Scientists have long known what drives the flagellum to spin, but what causes the flagellum to stop spinning -- temporarily or permanently -- was unknown.
"We think it's pretty cool that evolving bacteria and human engineers arrived at a similar solution to the same problem," said IU Bloomington biologist Daniel Kearns, who led the project. "How do you temporarily stop a motor once it gets going?"
The action of the protein they discovered, EpsE, is very similar to that of a car clutch. In cars, the clutch controls whether a car's engine is connected to the parts that spin its wheels. With the engine and gears disengaged from each other, the car may continue to move, but only because of its prior momentum; the wheels are no longer powered.
EpsE is thought to "sit down," as Kearns describes it, on the flagellum's rotor, a donut-shaped structure at the base of the flagellum. EpsE's interaction with a rotor protein called FliG causes a shape change in the rotor that disengages it from the flagellum's proton-powered engine.
The discovery of EpsE and its function was accidental. Kearns and colleagues were actually interested in learning more about the genes that cause individual cells of B. subtilis to cease wandering in solitude and take up residence in a massively communal, stationary assemblage called a biofilm. The stability of biofilms can be jeopardized by hyperactive bacterial cells whose flagella continue to spin.

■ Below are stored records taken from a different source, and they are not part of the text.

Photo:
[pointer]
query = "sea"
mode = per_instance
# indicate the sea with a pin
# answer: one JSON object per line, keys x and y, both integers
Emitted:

"We were trying to get at how the bacterium's ability to move and biofilm formation are balanced," Kearns said. "We were looking for the genes that affected whether the cells are mobile or stationary. Although B. subtilis is harmless, biofilms are often associated with infections by pathogenic bacteria. Understanding biofilm formation may eventually prove useful in combating bacterial infections."
Once the scientists learned EpsE was involved in repressing flagellar motion, they devised two possible explanations for how EpsE acts. The first was that EpsE acts like a brake by pushing a non-moving part against a moving part and locking up the works. The other possibility, they imagined, was that EpsE acts like a clutch, disengaging one moving part from another. In this latter scenario, the engine can no longer drive flagellar spinning because key moving parts are no longer in contact. In this case, the flagellum would still have freedom of motion, listless as it might be.
To determine which hypothesis was correct, the scientists decided it best to let the tail wag the dog. They attached the tail end of the flagellum to a glass slide and examined the movement of the entire cell in the presence and absence of EpsE. In the absence of EpsE, the entire cell rotated once every five seconds. In the presence of EpsE, the cells stopped but could rotate passively, pushed by disturbances in the environment (Brownian motion). If EpsE acted like a brake, the cells would not have rotated at all.
The researchers also learned that when the cell begins producing EpsE, it takes about 15 minutes before the flagellar machinery is disabled.
"This makes a lot of sense as far as the cell is concerned," Kearns said. "The flagellum is a giant, very expensive structure. Often when a cell no longer needs something, it might destroy it and recycle the parts. But here, because the flagellum is so big and complex, doing that is not very cost effective. We think the clutch prevents the flagellum from rotating when constrained by the sticky matrix of the biofilm."
The discovery may give nanotechnologists ideas about how to regulate tiny engines of their own creation. The flagellum is one of nature's smallest and most powerful motors -- ones like those produced by B. subtilis can rotate more than 200 times per second, driven by 1,400 piconewton-nanometers of torque. That's quite a bit of (miniature) horsepower for a machine whose width stretches only a few dozen nanometers.
IU Bloomington Biology Research Associate Kris Blair is the paper's lead author. IUB undergraduate student Jared Winkelman and Harvard University microbiologists Linda Turner and Howard Berg also contributed to the report. It was funded with a grant from the National Science Foundation (Kearns) and the National Institutes of Health (Berg).